Já num pequeno poema em prosa de Livro sobre nada (1996),
um pouco anterior a Ensaios fotográficos, Barros explicita
essa relação:
Prefiro as linhas tortas,
como Deus. Em menino eu sonhava de ter uma perna mais curta
(Só pra poder andar torto). Eu via o velho farmacêutico
de tarde, a subir a ladeira do beco, torto e deserto... toc
ploc toc ploc. Ele era um destaque.
Se eu tivesse uma perna mais curta, todo mundo haveria de
olhar para mim: lá vai o menino torto subindo a ladeira
do beco toc ploc toc ploc.
Eu seria um destaque. A própria sagração
do Eu.
No poema "O fingidor", de Ensaios fotográficos,
a mesma imagem se repete relacionada à idéia
de olhar. "O ermo que tinha dentro do olho do menino
era um/ defeito de nascença, como ter uma perna mais
curta". Esse olhar vazio, comparado ao andar torto, é
a expressão da sensação de destaque do
sujeito com relação ao mundo. Essa idéia
alia-se ao sentimento de exílio, que, nesse mesmo livro,
aparece explicitado num outro poema - "A doença"

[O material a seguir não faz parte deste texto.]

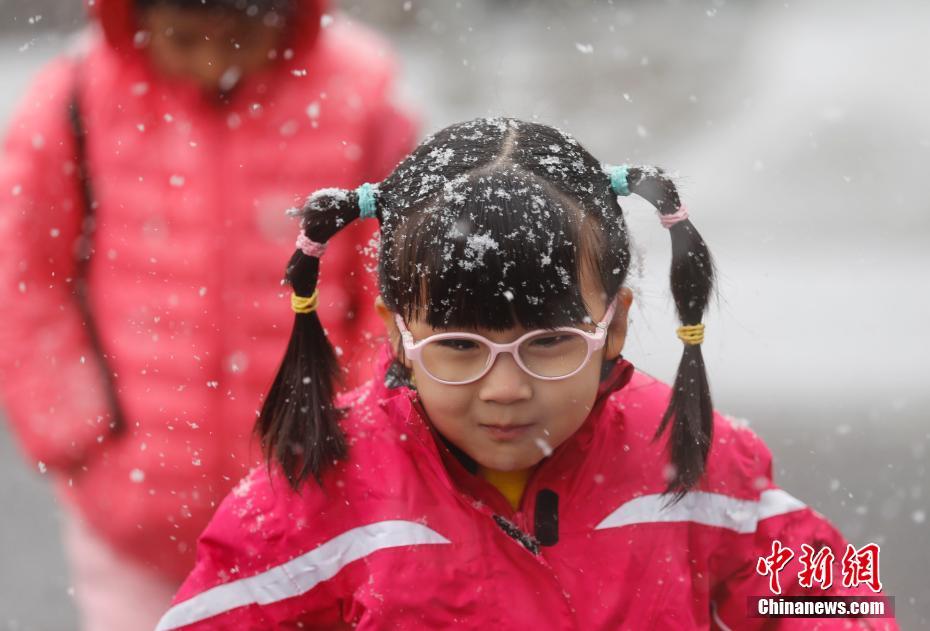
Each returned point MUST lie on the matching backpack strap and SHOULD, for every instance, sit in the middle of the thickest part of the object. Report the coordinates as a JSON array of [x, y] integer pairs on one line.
[[84, 251]]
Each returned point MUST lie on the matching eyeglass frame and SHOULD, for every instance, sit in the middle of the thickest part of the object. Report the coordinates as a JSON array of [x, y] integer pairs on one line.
[[414, 349]]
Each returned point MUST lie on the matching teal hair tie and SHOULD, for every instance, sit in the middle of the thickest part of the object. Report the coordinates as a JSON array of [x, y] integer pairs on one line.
[[619, 180], [366, 201]]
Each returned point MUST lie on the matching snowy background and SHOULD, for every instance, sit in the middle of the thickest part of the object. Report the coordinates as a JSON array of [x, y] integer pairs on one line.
[[800, 132]]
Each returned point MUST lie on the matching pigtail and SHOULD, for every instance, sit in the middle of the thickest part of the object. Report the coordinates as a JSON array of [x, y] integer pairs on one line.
[[298, 425], [690, 410]]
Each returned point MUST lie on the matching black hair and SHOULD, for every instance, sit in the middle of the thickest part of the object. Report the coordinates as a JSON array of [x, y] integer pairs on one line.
[[249, 7], [507, 215]]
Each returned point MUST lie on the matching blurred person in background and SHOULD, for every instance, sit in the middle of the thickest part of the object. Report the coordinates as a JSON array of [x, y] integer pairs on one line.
[[142, 190]]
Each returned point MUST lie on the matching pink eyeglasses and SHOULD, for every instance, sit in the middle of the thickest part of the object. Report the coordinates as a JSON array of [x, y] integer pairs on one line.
[[548, 354]]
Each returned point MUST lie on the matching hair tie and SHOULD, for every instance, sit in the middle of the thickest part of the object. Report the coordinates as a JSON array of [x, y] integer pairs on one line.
[[310, 247], [619, 180], [366, 201], [677, 217], [692, 334], [303, 305]]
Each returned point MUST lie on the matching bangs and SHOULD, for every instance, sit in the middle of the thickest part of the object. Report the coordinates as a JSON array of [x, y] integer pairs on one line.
[[492, 250]]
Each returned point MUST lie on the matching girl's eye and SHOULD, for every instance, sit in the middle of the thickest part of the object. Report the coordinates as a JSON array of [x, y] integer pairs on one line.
[[458, 344]]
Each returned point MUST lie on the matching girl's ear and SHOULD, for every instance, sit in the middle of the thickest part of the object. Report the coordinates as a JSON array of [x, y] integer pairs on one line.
[[387, 317], [616, 333]]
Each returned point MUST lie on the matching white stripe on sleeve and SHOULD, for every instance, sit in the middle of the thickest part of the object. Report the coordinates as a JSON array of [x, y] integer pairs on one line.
[[709, 509], [301, 574]]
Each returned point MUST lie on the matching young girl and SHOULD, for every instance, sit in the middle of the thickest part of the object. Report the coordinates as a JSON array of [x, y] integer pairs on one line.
[[506, 472]]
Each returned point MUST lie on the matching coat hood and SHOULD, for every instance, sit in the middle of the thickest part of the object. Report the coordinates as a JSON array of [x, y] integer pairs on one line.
[[118, 21]]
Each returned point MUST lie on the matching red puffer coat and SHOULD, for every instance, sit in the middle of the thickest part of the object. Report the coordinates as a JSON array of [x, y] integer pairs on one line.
[[402, 536], [185, 283]]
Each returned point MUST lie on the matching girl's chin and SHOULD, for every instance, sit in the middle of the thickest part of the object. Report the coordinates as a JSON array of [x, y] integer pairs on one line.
[[508, 464]]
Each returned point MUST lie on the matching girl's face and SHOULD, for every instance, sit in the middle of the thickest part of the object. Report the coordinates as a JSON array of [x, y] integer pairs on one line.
[[509, 420], [212, 48]]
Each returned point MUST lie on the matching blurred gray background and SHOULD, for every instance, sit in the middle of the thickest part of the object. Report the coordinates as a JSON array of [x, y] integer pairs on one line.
[[801, 136]]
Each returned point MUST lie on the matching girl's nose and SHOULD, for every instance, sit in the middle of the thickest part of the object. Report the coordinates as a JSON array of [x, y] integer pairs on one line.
[[506, 382]]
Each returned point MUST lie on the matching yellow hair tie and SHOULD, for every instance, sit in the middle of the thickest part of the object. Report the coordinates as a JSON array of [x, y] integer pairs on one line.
[[305, 305], [691, 335]]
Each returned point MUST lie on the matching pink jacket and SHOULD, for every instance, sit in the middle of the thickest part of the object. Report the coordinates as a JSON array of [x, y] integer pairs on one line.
[[185, 282], [402, 536]]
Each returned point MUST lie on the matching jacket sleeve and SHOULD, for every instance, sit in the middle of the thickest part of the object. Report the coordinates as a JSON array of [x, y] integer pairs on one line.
[[50, 383], [787, 520], [249, 572]]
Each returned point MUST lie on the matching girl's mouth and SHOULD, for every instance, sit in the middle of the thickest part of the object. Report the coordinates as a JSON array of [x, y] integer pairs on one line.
[[507, 432]]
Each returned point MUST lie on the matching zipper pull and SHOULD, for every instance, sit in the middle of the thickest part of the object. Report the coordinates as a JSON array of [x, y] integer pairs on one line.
[[526, 540]]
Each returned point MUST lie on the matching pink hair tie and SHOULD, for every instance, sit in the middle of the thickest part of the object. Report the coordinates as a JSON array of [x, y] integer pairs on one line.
[[670, 220], [310, 248]]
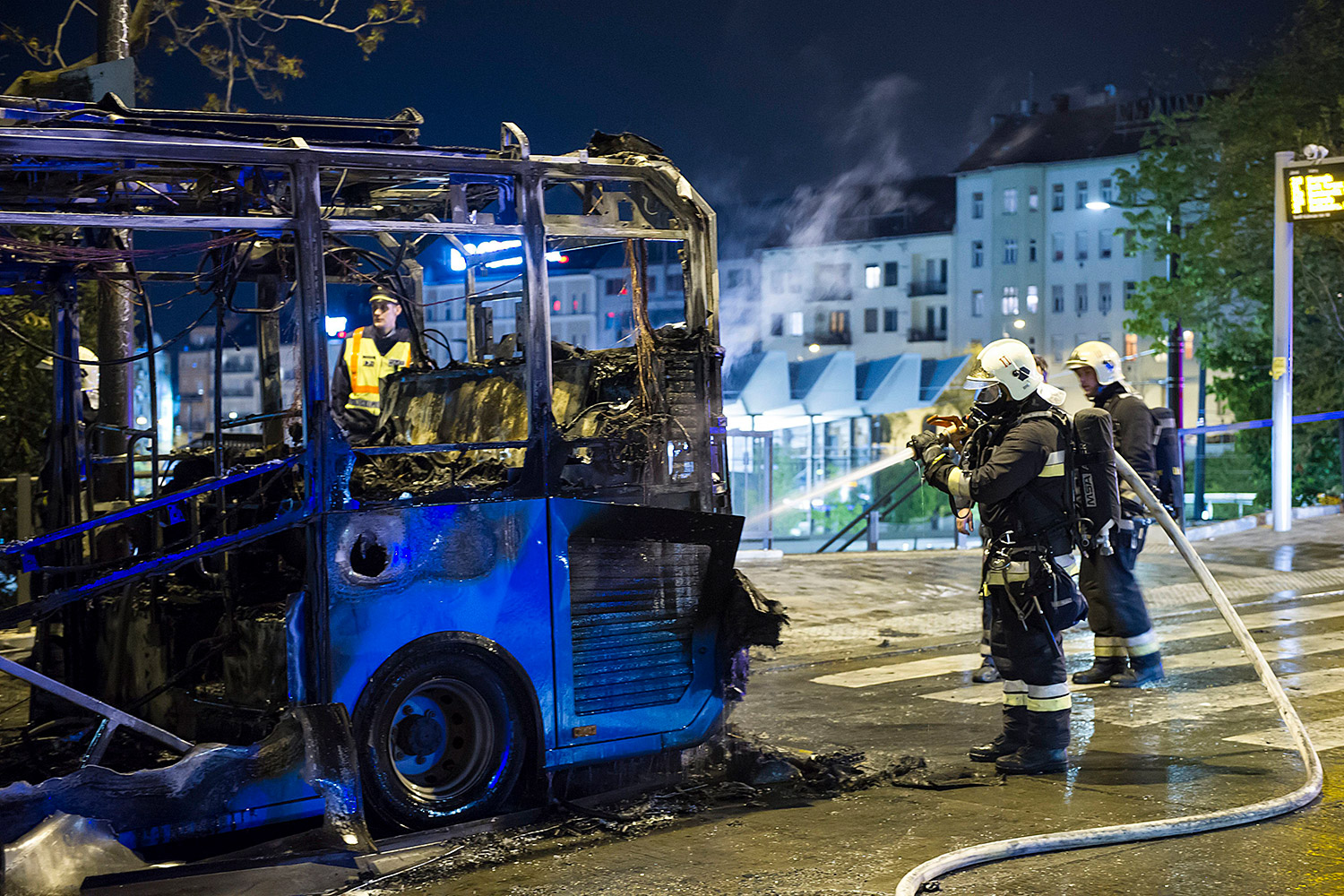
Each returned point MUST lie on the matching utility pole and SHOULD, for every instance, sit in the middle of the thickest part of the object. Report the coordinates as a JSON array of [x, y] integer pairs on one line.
[[116, 306], [1281, 368]]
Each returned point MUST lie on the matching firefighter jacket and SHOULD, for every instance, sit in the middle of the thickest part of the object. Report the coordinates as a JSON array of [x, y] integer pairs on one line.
[[1134, 438], [366, 359], [1015, 468]]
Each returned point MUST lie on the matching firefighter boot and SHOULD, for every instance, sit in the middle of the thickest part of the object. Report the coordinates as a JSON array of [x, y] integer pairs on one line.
[[1046, 748], [1142, 670], [1012, 737], [986, 672], [1102, 669]]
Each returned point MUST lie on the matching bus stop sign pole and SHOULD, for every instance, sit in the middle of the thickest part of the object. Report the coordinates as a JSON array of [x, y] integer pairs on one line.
[[1281, 370]]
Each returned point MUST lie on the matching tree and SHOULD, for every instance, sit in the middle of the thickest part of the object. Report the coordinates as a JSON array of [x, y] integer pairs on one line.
[[236, 40], [1212, 177]]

- que pode ser compreendido como uma forma de problematizar
o estereótipo de cenário paradisíaco
que o Pantanal representaria em sua poesia:
Era um lugar sem nome
nem vizinhos.
Diziam que ali era a unha do dedão do pé do
fim
do mundo.
A gente crescia sem ter outra casa ao lado.
No lugar só constavam pássaros, árvores,
o rio e
os seus peixes.
Havia cavalos sem freio dentro do mato cheios
de borboletas nas costas.
O resto era só distância.
A distância seria uma coisa vazia que a gente
portava no olho
E que meu pai chamava exílio.
A idéia de exílio
já carrega em si a tensão entre o cá
e o lá, assim como entre o dentro e o fora. Mas, neste
poema, há uma inversão da concepção
romântica do exílio em terra estrangeira, na
qual o poeta vive melancolicamente a sonhar com a natureza
da terra natal. Aqui o sentimento de exilado se dá
em sua própria terra, o que caracteriza toda a lírica
moderna. Os poemas de Álvaro de Campos seriam um dos
exemplos mais significativos em língua portuguesa desse
sentimento - aproximação esta incomum à
obra de Barros, que geralmente só é associada
à poesia do heterônimo pessoano Alberto Caeiro,
por ser uma poesia que reduz, segundo Óscar Lopes,
"toda a racionalidade do aquém visível
a uma tautologia conformista ('tudo é como é,
e assim é que é')" (LOPES, 1996, p.998).
O eu lírico manoelino
se sente um exilado que vê parado, ao contrário
do sujeito moderno que vê andando. A relação
entre ver e andar, na modernidade, representa, para Jacques
Rancière, "uma nova experiência política
do sensível", segundo a qual o sujeito moderno
se constituiria de acordo com o seu movimento no espaço
do visível, modificando e sendo modificado por esse
espaço (Cf. RANCIÈRE, 1995, p.108). Mas, em
Barros, a torpeza da perna e a dos olhos configuram a impossibilidade
de uma realização não imaginária.
Sendo assim, ver e andar, na poesia manoelina, invertem a
concepção moderna apontada por Rancière,
já que nessa poesia o que interessa são as coisas
paradas, que por sua vez possuem uma intensa dinâmica
interna - como, por exemplo, o "punhal em brasa"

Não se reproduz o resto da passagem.